Report di David Scatigna e Valentina Piccione
Fotografie di Live Nation Italia
Domenica 5 luglio l’Ippodromo Snai La Maura si è acceso per l’unica data italiana del “Take Cover Tour 2026”.
Sul palco, in ordine, Fat Dog, Idles e Foo Fighters, davanti a circa sessantacinquemila persone arrivate da tutta Italia. Il pomeriggio è partito con il caos elettro-punk dei londinesi, è cresciuto con la fisicità post-punk della band di Joe Talbot, e si è chiuso con oltre due ore di classici sotto la guida di Dave Grohl.
Non un giorno qualunque, per la band americana: il concerto milanese è caduto proprio all’indomani dei trentuno anni dall’uscita del primo, omonimo album dei Foo Fighters, un traguardo che Grohl ha ricordato di persona dal palco.
Due parole anche sull’organizzazione della location, che negli anni passati si era guadagnata più di una critica. Qualcosa, quest’anno, è cambiato: via libera alle bottigliette d’acqua (senza tappo) e alle borracce in plastica o silicone, con punti di refill allestiti tramite qualche boccione da ufficio, soluzione probabilmente non ottimale, con quasi settantamila persone e un caldo così intenso, e che lascia più di un dubbio sulla tenuta del sistema.
Per pagare cibo e bevande, invece, tre strade: carta di credito o bancomat, un’app apposita, oppure i soliti token, sistema che negli anni passati si era guadagnato più di una critica. Fa piacere vedere un primo passo nella direzione giusta, anche se ovviamente il margine di miglioramento è ampissimo. Speriamo che le prossime edizioni portino altri correttivi.
I FAT DOG aprono il pomeriggio poco prima delle diciassette, quando il sole picchia ancora forte sull’Ippodromo Snai La Maura e il prato è tutt’altro che pieno.
Sul palco Joe Love, voce e chitarra, insieme a Ellis D, Chris Hughes, Morgan Wallace, Michael Dunlop, Dillon Harrison e Jed Bevington, con tanto di violino, sassofono e percussioni aggiuntive.
Il loro sound mescola punk elettronico, dance ed elettronica di rave in un impasto difficile da incasellare in un solo genere; aprire un festival alle cinque del pomeriggio, con metà del pubblico ancora in coda o in cerca di ombra, non è compito facile: eppure, i Fat Dog lo affrontano scendendo più volte in mezzo alla gente nel corso del concerto, portando il proprio caos oltre le transenne.
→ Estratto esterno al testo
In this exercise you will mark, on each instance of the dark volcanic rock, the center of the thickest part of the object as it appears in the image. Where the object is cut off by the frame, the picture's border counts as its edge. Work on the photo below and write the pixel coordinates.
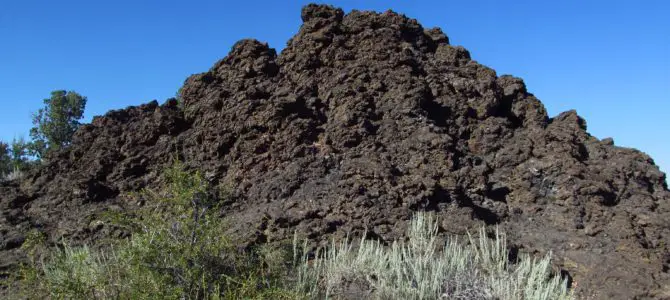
(362, 120)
Sotto al palco la folla non è enorme, ma è compatta, raccolta nella striscia d’ombra proiettata dal palco stesso, e basta comunque a creare una discreta atmosfera, anche se buona parte del pubblico più lontano resta visibilmente distratta.
“Smile and Wave” apre le danze e recupera subito i primi curiosi piazzati sotto il palco. “Shit Love” e “Bad Dog” restano fedeli al lato più sgraziato del gruppo, mentre “Cancel Me (I’m Tired)”, title-track del disco in arrivo in autunno, regala un piccolo anticipo di materiale inedito. Chiudono “Wither” e “Running”, mezz’ora scarsa giocata più sull’urto immediato che sulla cura del dettaglio. (David Scatigna)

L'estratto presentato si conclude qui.